Lucas Reis – Image: Instagram 

We have expanded to [include sites that] look at minoritized groups. For example, the [media outlet] Nós, Mulheres da Periferia. They are not necessarily Black people, but they are from the periphery.

The same with outlets with a gender focus. We were born, that’s why it’s called Black Adnet, with an Afro-centered outlook and, at this moment, we have incorporated other views of minoritized groups.

For now, the entire team that works in the network belongs to Alma Preta and Zygon, because the project is incubated in both companies. Zygon comes in with the technological and commercial part, and Alma Preta, with the bridge to independent media.

Since Black Adnet’s launch, Alma Preta’s project coordinator, Marina Nascimento, has been actively seeking to include new members in the network. According to her, one of the group’s differentials is bringing together outlets from all over the country.

“The goal is to nationalize and get out of this concentration [of media and resources] in the Southeast and South,” she explained to LJR.

Most of the content produced by advertising agencies is not aimed at the Black and peripheral population. And this is the majority of the country, this is the face of Brazil, and this is our audience.

So, bringing advertising into the network is, in a way, bringing these brands closer to our audience, which consumes all year round, not just in certain periods [such as the month of Black Awareness].

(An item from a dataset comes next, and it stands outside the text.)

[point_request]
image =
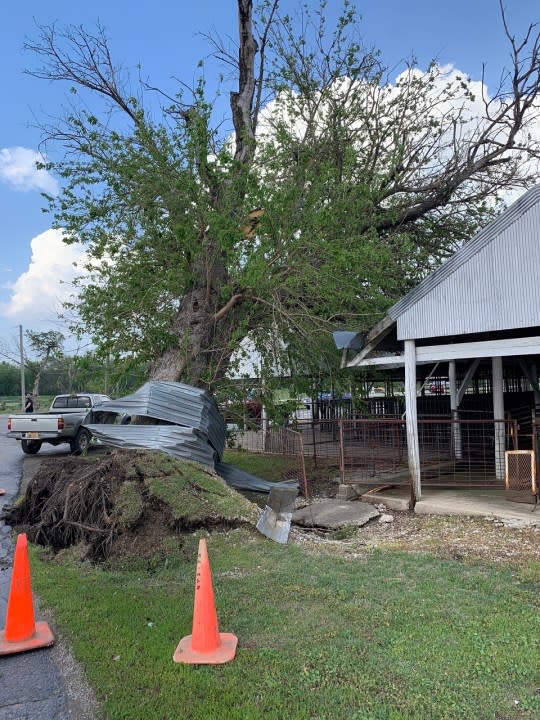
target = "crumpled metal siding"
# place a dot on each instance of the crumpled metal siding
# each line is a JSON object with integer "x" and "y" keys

So, how does Black Adnet work? Alma Preta and Zygon make contact and negotiate with advertising agencies and present the campaigns for the network’s approval. Each media outlet then chooses whether they want to have that ad on its website or if it considers that that campaign violates some of their values and prefers not to show it.

Payments are distributed proportionally to the audience of each outlet, because the agencies offer a value for every thousand views, in the case of banners and pieces published on the sites. When the type of advertising is different, such as email marketing, content production in general, such as podcasts, texts or posts for social media, distribution of the revenue is different.

The network outlet responsible for creating the material takes in revenue through production and running the ad.

Although the media outlets can choose which campaigns they want to run, companies or advertising agencies cannot choose which sites of the network they want to advertise on. In other words, the sale is made in a package: the audience of each outlet is confidential, and only the total volume is presented to customers.

Alma Preta and Zygon also participate in the creation of campaigns, to ensure that they are aligned with the network’s values. “Sometimes they give the idea and the narrative of the campaign and we give tips to the agency’s creative side, we have this freedom,” Silva said.

In addition, Black Adnet does a kind of prior filtering, to select the brands that can advertise on the network. This is because Silva said, it is very common for opportunist companies to seek the group after cases of racism that generate national and international commotion and want to take advantage of campaigns such as Black Lives Matter.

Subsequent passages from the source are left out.